La reciente presentación en Montevideo de una obra teatral sobre Juana de Ibarbourou, a la que no tuvimos la oportunidad de asistir, se constituyó en un incentivo para evocar su trayectoria espiritual a través de su poesía. Fue sin duda el reconocimiento que su obra poética obtuvo en su vida y después de ella lo que garantiza la perduración de su personalidad y motiva su evocación hasta nuestros días.
Iniciada tempranamente cuando a sus 25 años publica Las lenguas de diamante, la poesía acompañará y expresará la trayectoria vital y espiritual de Juana de Ibarbourou hasta el final de su vida, a los 87 años. Su consideración puede constituir una vía de aproximación a lo más profundo y significativo de su alma. A la búsqueda de tal aproximación responden las líneas que siguen.

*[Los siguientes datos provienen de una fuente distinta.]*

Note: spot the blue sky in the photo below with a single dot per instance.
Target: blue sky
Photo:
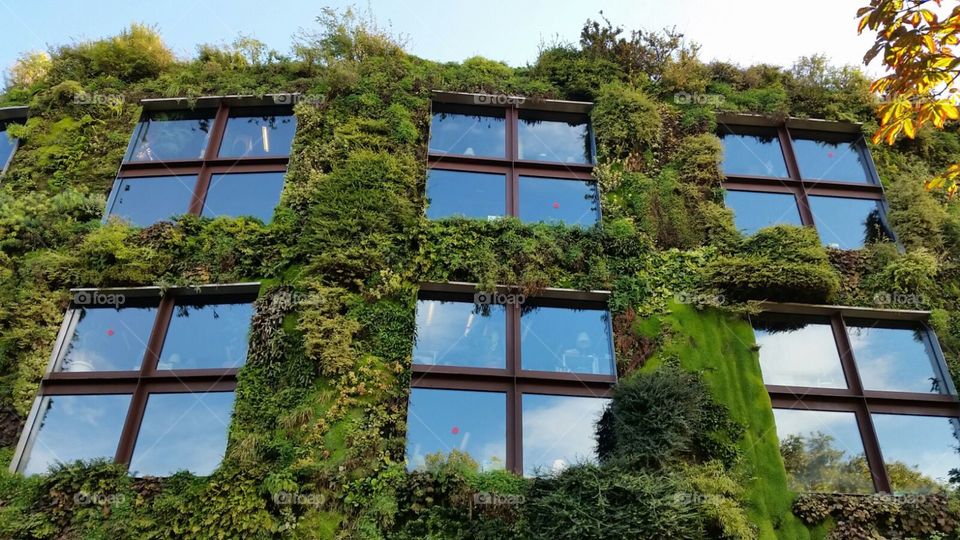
(743, 31)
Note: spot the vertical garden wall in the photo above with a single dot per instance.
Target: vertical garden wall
(316, 445)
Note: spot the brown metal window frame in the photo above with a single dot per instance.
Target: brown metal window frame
(211, 163)
(11, 115)
(512, 380)
(795, 184)
(854, 398)
(510, 165)
(139, 384)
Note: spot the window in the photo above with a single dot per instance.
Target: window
(8, 145)
(862, 399)
(517, 385)
(223, 158)
(754, 210)
(789, 174)
(142, 380)
(486, 162)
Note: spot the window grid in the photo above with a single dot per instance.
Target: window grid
(204, 168)
(140, 383)
(510, 164)
(864, 403)
(512, 380)
(802, 188)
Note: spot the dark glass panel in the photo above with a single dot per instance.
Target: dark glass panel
(69, 428)
(557, 200)
(171, 135)
(826, 156)
(918, 451)
(182, 432)
(465, 194)
(204, 335)
(7, 146)
(145, 201)
(460, 334)
(754, 210)
(823, 451)
(441, 422)
(246, 194)
(563, 138)
(566, 340)
(799, 352)
(752, 152)
(468, 131)
(893, 358)
(848, 223)
(559, 431)
(108, 339)
(258, 132)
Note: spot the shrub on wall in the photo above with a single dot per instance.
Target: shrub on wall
(781, 263)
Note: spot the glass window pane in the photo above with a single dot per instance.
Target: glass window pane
(826, 157)
(460, 334)
(753, 152)
(799, 353)
(559, 431)
(145, 201)
(204, 335)
(898, 359)
(171, 135)
(247, 194)
(440, 422)
(466, 194)
(7, 144)
(822, 451)
(918, 451)
(753, 210)
(557, 200)
(554, 137)
(182, 432)
(474, 131)
(566, 340)
(258, 132)
(69, 428)
(847, 223)
(107, 339)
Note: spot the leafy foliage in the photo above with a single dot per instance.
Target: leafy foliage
(320, 410)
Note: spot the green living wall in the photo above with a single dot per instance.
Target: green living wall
(321, 403)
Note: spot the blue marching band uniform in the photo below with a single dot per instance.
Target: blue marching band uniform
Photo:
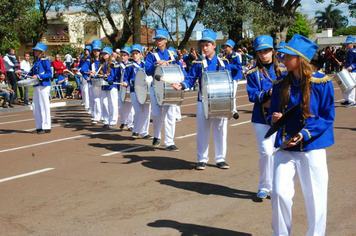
(264, 83)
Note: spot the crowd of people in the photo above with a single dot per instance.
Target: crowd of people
(279, 80)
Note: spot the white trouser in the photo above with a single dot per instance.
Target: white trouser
(126, 112)
(350, 95)
(235, 83)
(41, 109)
(96, 102)
(168, 116)
(219, 126)
(178, 113)
(110, 106)
(84, 87)
(141, 117)
(265, 162)
(313, 175)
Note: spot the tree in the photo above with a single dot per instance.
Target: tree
(351, 30)
(300, 26)
(331, 18)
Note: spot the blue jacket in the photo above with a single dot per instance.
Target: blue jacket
(235, 66)
(351, 59)
(258, 83)
(151, 61)
(197, 70)
(130, 74)
(42, 68)
(318, 132)
(114, 71)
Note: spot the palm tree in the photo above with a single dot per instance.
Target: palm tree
(331, 18)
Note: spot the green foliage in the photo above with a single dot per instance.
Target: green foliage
(300, 26)
(351, 30)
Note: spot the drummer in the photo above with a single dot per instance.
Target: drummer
(161, 57)
(350, 65)
(142, 112)
(42, 72)
(305, 155)
(110, 103)
(95, 92)
(259, 88)
(126, 109)
(235, 67)
(219, 125)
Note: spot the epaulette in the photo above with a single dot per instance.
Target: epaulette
(319, 78)
(278, 80)
(251, 70)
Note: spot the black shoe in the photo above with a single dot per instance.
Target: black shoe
(345, 103)
(41, 131)
(200, 166)
(147, 137)
(223, 165)
(156, 142)
(172, 148)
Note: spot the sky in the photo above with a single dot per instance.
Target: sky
(308, 7)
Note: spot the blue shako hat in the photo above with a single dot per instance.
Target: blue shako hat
(281, 45)
(172, 49)
(208, 35)
(97, 44)
(229, 43)
(107, 50)
(136, 47)
(126, 49)
(161, 34)
(40, 47)
(300, 46)
(349, 39)
(88, 47)
(263, 42)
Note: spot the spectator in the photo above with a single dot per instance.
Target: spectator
(58, 66)
(6, 91)
(25, 67)
(11, 65)
(69, 60)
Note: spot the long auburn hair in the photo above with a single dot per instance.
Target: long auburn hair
(275, 62)
(306, 72)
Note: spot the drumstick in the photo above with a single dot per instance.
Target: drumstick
(159, 78)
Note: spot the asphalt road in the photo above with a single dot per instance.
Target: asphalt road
(82, 179)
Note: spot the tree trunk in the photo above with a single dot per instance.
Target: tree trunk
(136, 21)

El inmediato suceso y repercusión que tuvo aquel primer libro difundió una primera imagen de su existencia y de su poesía que es la que hasta hoy perdura. Predomina en ella la exaltación de la naturaleza, una sensualidad casi pagana en la expresión del amor humano y un lenguaje poético coloquial y comunicativo que facilitó, sin duda, la difusión que inmediatamente obtuvo y que perdura en el imaginario de lectores y críticos hasta el presente. Con todo, si se toma en cuenta su trayectoria global, hay una exigencia de rectificación, ampliación y profundización de esa imagen.
Algún poema de ese primer libro (por ejemplo, “La hora”) ilustra los rasgos mencionados a través de la ofrenda que la poetisa hace de sí misma y de su cuerpo a una figura masculina que, si bien no identificada, probablemente se asocie con la figura de su esposo, el capitán Lucas Ibarbourou, con quien había casado a los 21 años, de quien tuvo un hijo al año siguiente y de quien adoptó el apellido con el cual será conocida; dice así el poema:
“Tómame ahora que aún es temprano,
y que llevo dalias nuevas en mi mano
ahora que calza mi planta ligera
la sandalia viva de la primavera.
Después… ¡ah, yo sé
que ya nada de eso más tarde tendré.
Hoy y no mañana. Oh amante, ¿no ves
que la enredadera crecerá ciprés?”
Otro poema (“La pastora”) en que reaparece esta conflictiva y es expresada a través de un diálogo alternado consigo misma, dice:
“–Mañana… –Mas, ¿quién piensa de veras en mañana?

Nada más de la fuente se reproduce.